On m'annonce qu'il va y avoir 2 femmes avant moi pour la césarienne, ça me laisse donc un peu de temps pour me préparer psychologiquement. Eh bien non! Finalement, on me passe avant! Et il faut faire vite pour ne pas perdre de temps! C'est la bousculade! Mon conjoint attrape l'appareil photo comme le suggère notre accompagnatrice et me rejoint. Moi, je suis conduit en vitesse au bloc opératoire. Je vous dis pas dans quel état d'angoisse je suis! J'ai peur de mourir et peur pour mon bébé surtout. À l'annonce de la césarienne, j'ai fais promettre à mon conjoint de choisir le bébé et de ne jamais lui en vouloir.

Arriver dans la salle d'opération, l'anesthésiste m'attache les bras. Chose que je m'attendais pas et, en plus, il le fait si vite et si brusquement que ça me fait mal. Une infirmière vient me parler et me dire qu'elle va être avec moi jusqu'à ce que mon conjoint arrive, il s'habille, et m'explique ce qui va se passer (et fait en sorte que les liens qui m'attachent me fassent moins mal). Mon conjoint arrive un peu avant que mon médecin commence. Je suis un peu soulager.

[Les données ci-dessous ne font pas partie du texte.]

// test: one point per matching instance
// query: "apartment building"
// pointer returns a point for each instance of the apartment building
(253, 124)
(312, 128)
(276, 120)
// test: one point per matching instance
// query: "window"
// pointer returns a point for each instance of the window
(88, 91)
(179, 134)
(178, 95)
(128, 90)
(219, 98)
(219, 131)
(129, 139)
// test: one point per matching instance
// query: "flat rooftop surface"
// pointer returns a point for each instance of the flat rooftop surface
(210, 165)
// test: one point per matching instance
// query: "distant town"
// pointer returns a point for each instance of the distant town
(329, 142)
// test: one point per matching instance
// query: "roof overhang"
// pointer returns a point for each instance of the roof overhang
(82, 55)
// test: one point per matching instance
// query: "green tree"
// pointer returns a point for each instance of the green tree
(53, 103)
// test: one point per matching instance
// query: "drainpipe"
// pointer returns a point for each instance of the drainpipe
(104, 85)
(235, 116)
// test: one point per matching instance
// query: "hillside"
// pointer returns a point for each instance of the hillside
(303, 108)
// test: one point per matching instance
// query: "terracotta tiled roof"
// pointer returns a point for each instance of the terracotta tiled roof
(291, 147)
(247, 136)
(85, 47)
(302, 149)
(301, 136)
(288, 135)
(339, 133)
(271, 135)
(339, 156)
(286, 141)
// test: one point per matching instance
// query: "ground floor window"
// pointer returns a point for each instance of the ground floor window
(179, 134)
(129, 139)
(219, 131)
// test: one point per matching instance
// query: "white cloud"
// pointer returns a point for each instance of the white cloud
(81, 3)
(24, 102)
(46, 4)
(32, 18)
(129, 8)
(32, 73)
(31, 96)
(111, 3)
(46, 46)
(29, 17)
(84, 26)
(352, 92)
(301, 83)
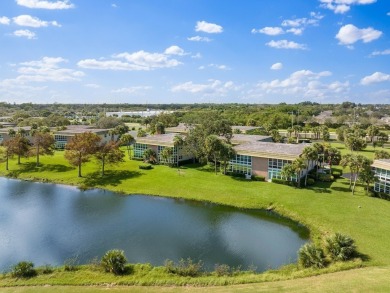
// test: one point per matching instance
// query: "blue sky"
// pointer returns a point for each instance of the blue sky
(194, 51)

J'ai un tube dans le nez pour respirer. Je ne suis pas habituer à respirer par le nez, je suis pas préparer à ça et je me met à mal respirer par la bouche. Je m'étouffe donc et me met à tousser sans pouvoir m'arrêter. J'arrive à contrôler la toux le temps que le médecin coupe et sort le bébé, mais pas plus longtemps. Je tousse tellement que je ai mal au coeur sur le point de vomir et je commence à paniquer.

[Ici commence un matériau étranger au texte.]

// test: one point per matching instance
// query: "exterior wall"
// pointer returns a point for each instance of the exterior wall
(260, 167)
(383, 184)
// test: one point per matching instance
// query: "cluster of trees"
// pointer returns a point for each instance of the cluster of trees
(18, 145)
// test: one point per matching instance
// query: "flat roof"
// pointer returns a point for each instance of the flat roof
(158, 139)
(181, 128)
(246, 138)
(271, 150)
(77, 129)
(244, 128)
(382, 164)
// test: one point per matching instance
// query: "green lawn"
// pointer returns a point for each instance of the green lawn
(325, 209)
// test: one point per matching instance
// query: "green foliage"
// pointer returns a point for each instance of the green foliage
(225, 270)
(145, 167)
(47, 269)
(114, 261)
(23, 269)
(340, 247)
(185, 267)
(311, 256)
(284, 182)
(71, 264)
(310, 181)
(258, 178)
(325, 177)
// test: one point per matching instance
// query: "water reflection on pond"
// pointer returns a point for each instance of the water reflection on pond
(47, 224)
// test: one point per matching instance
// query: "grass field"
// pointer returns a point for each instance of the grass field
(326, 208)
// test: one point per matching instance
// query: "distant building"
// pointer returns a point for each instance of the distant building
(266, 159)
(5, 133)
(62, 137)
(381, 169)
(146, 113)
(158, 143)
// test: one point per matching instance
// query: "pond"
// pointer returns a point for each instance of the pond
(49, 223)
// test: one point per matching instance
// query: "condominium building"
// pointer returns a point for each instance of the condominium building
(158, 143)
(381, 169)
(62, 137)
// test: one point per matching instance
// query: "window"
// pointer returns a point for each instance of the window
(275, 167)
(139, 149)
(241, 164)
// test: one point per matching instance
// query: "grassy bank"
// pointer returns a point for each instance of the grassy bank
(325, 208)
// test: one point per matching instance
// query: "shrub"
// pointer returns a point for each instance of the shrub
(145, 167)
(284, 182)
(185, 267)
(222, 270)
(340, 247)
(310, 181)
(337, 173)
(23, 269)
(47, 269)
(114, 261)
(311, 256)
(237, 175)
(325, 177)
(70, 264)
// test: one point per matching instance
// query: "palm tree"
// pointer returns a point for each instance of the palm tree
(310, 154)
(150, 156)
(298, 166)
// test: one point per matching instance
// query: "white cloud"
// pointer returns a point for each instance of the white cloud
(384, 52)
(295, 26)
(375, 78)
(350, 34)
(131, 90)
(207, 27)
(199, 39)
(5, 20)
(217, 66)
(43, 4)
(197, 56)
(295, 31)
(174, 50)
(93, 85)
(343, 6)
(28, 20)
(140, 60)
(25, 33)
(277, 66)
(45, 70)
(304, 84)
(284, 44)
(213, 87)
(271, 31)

Tout ce que je me souviens, c'est d'avoir entendu mon bébé pleurer et d'avoir vu son petit bras mauve dans la couveuse à coté. Ils m'ont donnés un calmant qui m'a mis KO. Mon conjoint à fait des photos que j'ai pu voir par la suite!

Je me suis à moitié réveiller plus tard. Je n'étais pas très bien, je voulais à tout pris me réveiller (je me suis donner des claques dans le visage pour me réveiller, sans succès). Je voulais a tout prix voir mon bébé et lui donner le sein. A mon sens, trop de temps s'était déjà passer. Je n'avais pas eu le peau à peau que je souhaitais tant! J'ai fini par lâcher prise et me rendormir. C'est mon accompagnatrice qui à mis William au sien pour sa première tété qui à duré 45 minutes.

Ce n'est que le lendemain que j'ai pu, enfin, contempler et prendre ma petite merveille, mon petit ange.

William est donc né par césarienne non prévue, le 24 aout 2008 à 21h50, après environ 41 heures de travail, dont au moins 37 heures sans épidural. Un beau bébé de 7 lives 10 onces et de 19 pouces 1/2.